The divide between technology and organizational reality.
It is safe to say that Bersin, Morgan, Green and other HR visionaries are on one side of a canyon, whereas the organizational reality is on the opposite side. The multitude of HR Tech solutions that have arisen over the last couple of years can be situated close to the side of these visionaries.
As demonstrated by the two examples I gave at the beginning of this article, organizational reality, and thus that of HR finds itself at the other side.
For HR professionals, what they do on a daily basis hasn’t really changed in the last couple of decades. They are still trying to solve the same issues in ways they have always been doing.
Why?
Because changing habits is difficult. Because they haven’t acquired the skills needed to operate at the other end of the spectrum. Because they have been ‘raised’ in an organizational reality in which HR follows. Because they don’t know how to lead and participate in the business side of the organization.
When they do venture to cross the canyon, it is as if they are picking up their courage to cross a bridge made of glass. Praying it will hold them. Afraid to look down. Pretending to know what they are doing for those watching them from the side of the canyon.
But because they stepped onto the bridge without a full understanding of why they need to cross and why this is the right bridge, they get scared easily and blame the bridge and the visionaries calling them.
These facts pinpoint the real innovation needed in human resources:
- The innovation of the mindset towards HR
- The innovation of the role of HR and;
- The innovation of its position within the organization.
Bridges can be slippery if you’re not
sure why you’re crossing them.
To courageously add value
This threefold innovation just described requires more courage than simply asking for a budget to implement a tech solution. It is about having the courage to make a conscious choice to adopt a different way of thinking and acting to solve the problems of this changed era.
It is the courage to question what you have been doing in order to add value for yourself, your organization and every employee. It is the courage to leave behind the safe ego focused thinking for an ecosystem thinking.

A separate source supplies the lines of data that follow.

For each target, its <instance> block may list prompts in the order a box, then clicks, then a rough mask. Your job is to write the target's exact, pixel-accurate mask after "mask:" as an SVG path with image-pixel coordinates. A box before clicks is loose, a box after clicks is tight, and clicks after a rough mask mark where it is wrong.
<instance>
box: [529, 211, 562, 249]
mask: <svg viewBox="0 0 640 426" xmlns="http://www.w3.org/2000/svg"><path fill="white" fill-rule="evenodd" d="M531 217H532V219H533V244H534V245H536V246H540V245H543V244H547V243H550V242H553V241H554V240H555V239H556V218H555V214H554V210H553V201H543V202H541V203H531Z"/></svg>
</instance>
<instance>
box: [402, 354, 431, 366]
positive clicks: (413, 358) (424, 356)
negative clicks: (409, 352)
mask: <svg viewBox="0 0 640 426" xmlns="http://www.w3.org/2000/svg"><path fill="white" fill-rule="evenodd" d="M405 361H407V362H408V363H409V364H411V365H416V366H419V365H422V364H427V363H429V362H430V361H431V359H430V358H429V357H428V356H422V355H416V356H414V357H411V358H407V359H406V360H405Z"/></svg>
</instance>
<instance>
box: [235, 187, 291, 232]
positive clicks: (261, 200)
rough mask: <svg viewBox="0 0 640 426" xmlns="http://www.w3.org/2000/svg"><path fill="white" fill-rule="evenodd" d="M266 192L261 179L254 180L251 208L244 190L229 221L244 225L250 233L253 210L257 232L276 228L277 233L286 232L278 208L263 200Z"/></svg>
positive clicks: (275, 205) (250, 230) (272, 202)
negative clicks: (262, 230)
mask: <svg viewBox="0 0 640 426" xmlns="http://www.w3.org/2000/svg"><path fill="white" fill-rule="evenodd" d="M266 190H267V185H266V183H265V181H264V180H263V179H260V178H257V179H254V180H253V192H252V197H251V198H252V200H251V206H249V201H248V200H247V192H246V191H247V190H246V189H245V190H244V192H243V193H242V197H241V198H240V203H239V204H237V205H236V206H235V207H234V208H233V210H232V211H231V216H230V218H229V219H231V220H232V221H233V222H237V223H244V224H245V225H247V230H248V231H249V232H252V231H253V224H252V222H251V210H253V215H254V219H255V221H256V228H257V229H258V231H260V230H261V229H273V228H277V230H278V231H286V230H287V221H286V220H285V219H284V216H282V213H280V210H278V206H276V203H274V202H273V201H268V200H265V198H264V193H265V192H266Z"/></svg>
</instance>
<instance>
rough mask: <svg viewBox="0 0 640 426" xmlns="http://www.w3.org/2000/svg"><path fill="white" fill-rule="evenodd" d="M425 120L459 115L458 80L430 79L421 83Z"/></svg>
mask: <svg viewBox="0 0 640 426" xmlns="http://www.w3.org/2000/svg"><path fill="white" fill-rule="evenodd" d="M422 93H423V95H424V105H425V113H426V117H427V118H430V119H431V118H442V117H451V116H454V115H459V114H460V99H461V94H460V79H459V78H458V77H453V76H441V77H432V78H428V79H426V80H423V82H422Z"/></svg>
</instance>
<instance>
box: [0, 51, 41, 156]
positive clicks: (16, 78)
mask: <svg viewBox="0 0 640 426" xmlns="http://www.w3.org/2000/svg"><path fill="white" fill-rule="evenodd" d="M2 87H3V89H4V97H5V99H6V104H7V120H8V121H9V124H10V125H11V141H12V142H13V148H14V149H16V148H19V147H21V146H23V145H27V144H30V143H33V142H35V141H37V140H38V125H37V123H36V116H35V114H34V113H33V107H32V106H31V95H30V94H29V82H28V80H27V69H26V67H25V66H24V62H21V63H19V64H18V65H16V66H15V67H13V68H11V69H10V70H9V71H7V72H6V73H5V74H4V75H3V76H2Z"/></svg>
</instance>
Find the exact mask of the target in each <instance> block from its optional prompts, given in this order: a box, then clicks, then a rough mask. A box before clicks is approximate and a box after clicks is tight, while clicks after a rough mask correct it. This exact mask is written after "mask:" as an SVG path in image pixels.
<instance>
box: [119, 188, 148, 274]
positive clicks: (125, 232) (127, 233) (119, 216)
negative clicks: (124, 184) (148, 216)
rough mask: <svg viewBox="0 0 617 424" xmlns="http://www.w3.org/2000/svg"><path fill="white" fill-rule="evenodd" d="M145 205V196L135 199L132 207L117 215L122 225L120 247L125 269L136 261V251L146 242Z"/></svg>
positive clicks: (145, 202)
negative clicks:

On the innovation in mindset and role, I recommend you read ‘My vision of HR for this changed era’. When it comes to the innovation in the position HR takes up within organizations, I believe the analogy with marketing is one that can be made.
Where marketing about a decade ago was regarded as ‘those people doing fun stuff but cost a lot of money for no real return’, the adagio nowadays is that everybody within the company is a marketer.
Marketing became of real added value by putting customers rather than products or services at the center of what they do. For this, it has found strong allies in technology and data.
The same holds true for HR. Its customers are however not only the company’s talent (employees and candidates), but also its organizational leaders, the organization as a whole and the stakeholders of everyone involved (family, friends, peers).
To reach all of them, HR needs to leave its island and become a common denominator, something to which everybody contributes because everybody is involved.
There is, unfortunately, no magic formula to make this change happen.
The driver and best approach to get this innovation going depend on the main HR-related issues that exist within a given organization, and on the mindset of its HR professionals, its management, and its employees.
How to get started with innovation in Human Resources
To discover how you can make your first steps towards the HR innovation your organization needs, I encourage you to bring together a couple of courageous, open-minded colleagues and dive into these three questions:
1. What are the biggest HR-related hurdles for the company and why?
Subquestions:
- Which ones are internal and which ones are external?
- How are you currently dealing with these hurdles?
- Who are the stakeholders/ the parties involved?
2. Why are these hurdles such an issue?
Subquestions:
- What’s the root cause for this issue (think 5 Whys)?
- In an ideal situation, what should be different from the current situation?
- What’s specific about this issue for your organization?
3. What are at least three innovative ways to tackle this issue?
Subquestions:
- How can you frame the issue differently?
- Who do you need to tackle the issue?
- What arguments will convince these people to help you?
- What are the three first steps to tackle an issue? (think small steps!)
- Which obstacles do you expect for these steps and how can you get them out of the way?
Working on these questions together with a group of committed colleagues will provide you with valuable insights. By translating these insights into small steps, you can really start the much-needed innovation for this changed era within your organization.
Keep in mind, however, that these steps will be no walk in the park. You will have great moments and moments of failure. You will be applauded and criticized. But if you persevere, you can pride yourself in making a real difference for yourself, your colleagues and leadership, and for your organization.
I wish you lots of courage, perseverance, and success.